Petrobras diz vender “gasolina carbono neutro”. Mas há problemas por trás da propaganda
30 de outubro, 2023
O motorista que abastece o carro em postos da Petrobras talvez já tenha se deparado com os novos anúncios de sua gasolina "premium", chamada Podium. Se antes o foco era no desempenho, agora a propaganda destaca que ela é a única "gasolina carbono neutro" do país.
O frentista explica que o combustível foi criado para carros de alta performance, embora possa abastecer qualquer veículo.
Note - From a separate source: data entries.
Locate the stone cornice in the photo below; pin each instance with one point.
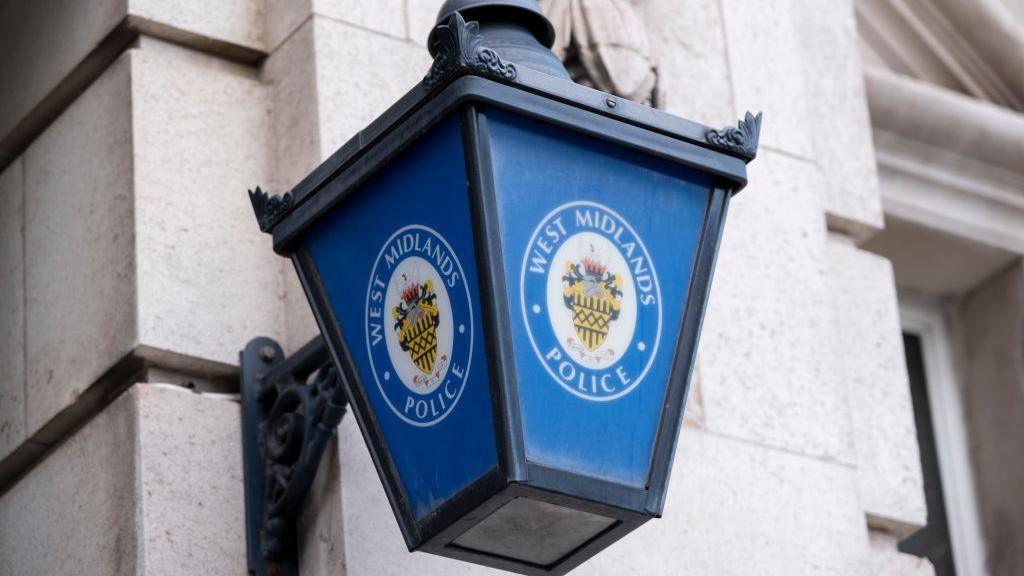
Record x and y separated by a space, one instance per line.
947 161
971 47
945 120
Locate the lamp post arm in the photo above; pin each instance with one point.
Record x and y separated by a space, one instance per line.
291 407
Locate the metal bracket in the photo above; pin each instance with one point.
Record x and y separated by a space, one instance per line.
291 407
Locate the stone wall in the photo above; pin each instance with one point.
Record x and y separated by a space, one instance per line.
129 254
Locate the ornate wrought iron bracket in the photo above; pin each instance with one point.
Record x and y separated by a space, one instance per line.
459 48
291 407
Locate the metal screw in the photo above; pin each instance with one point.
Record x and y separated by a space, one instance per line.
267 354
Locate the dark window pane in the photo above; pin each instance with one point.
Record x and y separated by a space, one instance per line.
933 540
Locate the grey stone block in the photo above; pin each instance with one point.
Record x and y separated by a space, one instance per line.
11 309
869 363
76 511
80 247
766 370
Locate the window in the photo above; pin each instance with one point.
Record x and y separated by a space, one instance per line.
952 539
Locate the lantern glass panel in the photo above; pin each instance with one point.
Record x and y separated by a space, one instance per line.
396 261
599 243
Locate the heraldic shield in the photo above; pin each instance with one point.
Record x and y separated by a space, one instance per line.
594 295
417 319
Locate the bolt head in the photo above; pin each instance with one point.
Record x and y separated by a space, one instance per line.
267 354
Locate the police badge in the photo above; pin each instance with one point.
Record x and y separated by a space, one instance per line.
588 274
420 359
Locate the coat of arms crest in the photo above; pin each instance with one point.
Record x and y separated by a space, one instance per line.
417 319
594 294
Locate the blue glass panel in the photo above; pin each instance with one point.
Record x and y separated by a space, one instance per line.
599 244
397 263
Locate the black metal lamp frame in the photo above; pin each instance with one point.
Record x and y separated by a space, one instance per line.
468 79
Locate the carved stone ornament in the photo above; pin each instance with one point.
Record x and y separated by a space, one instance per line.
269 209
604 45
742 139
460 48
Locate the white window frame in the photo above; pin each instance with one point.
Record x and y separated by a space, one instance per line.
926 320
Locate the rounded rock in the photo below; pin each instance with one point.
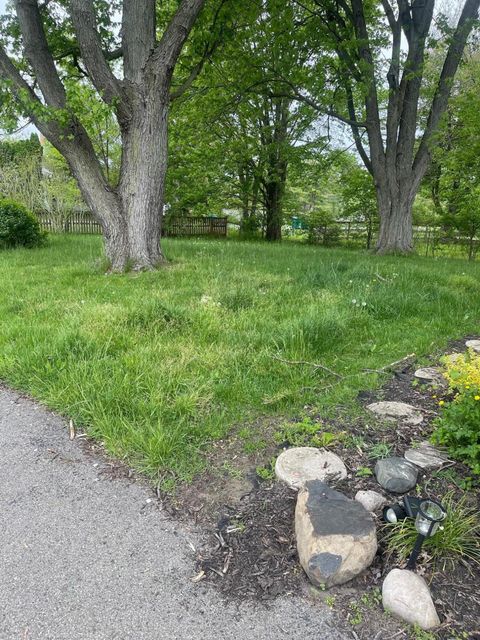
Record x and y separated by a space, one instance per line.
336 537
298 465
371 500
396 475
407 596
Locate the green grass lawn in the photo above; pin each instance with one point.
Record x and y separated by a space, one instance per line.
157 364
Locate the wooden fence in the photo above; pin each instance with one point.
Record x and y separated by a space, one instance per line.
77 222
84 222
195 226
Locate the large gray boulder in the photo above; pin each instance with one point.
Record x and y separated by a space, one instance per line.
406 595
336 536
396 475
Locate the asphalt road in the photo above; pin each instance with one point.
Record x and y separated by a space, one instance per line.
86 557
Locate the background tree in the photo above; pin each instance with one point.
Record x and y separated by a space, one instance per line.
359 199
455 178
352 38
56 37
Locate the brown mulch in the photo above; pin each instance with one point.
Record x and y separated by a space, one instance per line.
252 552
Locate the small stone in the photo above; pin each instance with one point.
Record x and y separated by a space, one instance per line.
430 374
370 500
396 411
473 344
396 475
451 358
406 595
426 456
336 536
297 465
Junto com a alta octanagem, que permite maior aproveitamento da potência do motor, a redução nas emissões de gases de efeito estufa passou a ser argumento para justificar a diferença de preço. Em São Paulo, por exemplo, a Podium custa uns R$ 2,60 a mais por litro que a gasolina comum.
A opção soa interessante nas palavras do funcionário, não fosse um detalhe: o projeto do qual a Petrobras comprou créditos de carbono para neutralizar as emissões relacionadas à gasolina Podium tem problemas na documentação da posse das terras e registros de desmatamento.
Trata-se de um projeto localizado no município de Feijó, no Acre, chamado Envira Amazônia. A área total da iniciativa é de pouco mais de 39 mil hectares, dos quais 570 hectares – algo como 800 campos de futebol – foram destinados especificamente à compensação das emissões da gasolina premium da Petrobras. Segundo a empresa, os créditos correspondem à neutralização de 175 mil toneladas de gases de efeito estufa.
Porém, antes mesmo de a Petrobras anunciar a compra dos créditos, a certificadora do projeto, uma organização norte-americana sem fins lucrativos chamada Verra, já havia negado a renovação da certificação. E a própria Verra, que inicialmente atestou a geração de créditos de carbono pelo projeto, enfrenta questionamentos no Brasil e no exterior.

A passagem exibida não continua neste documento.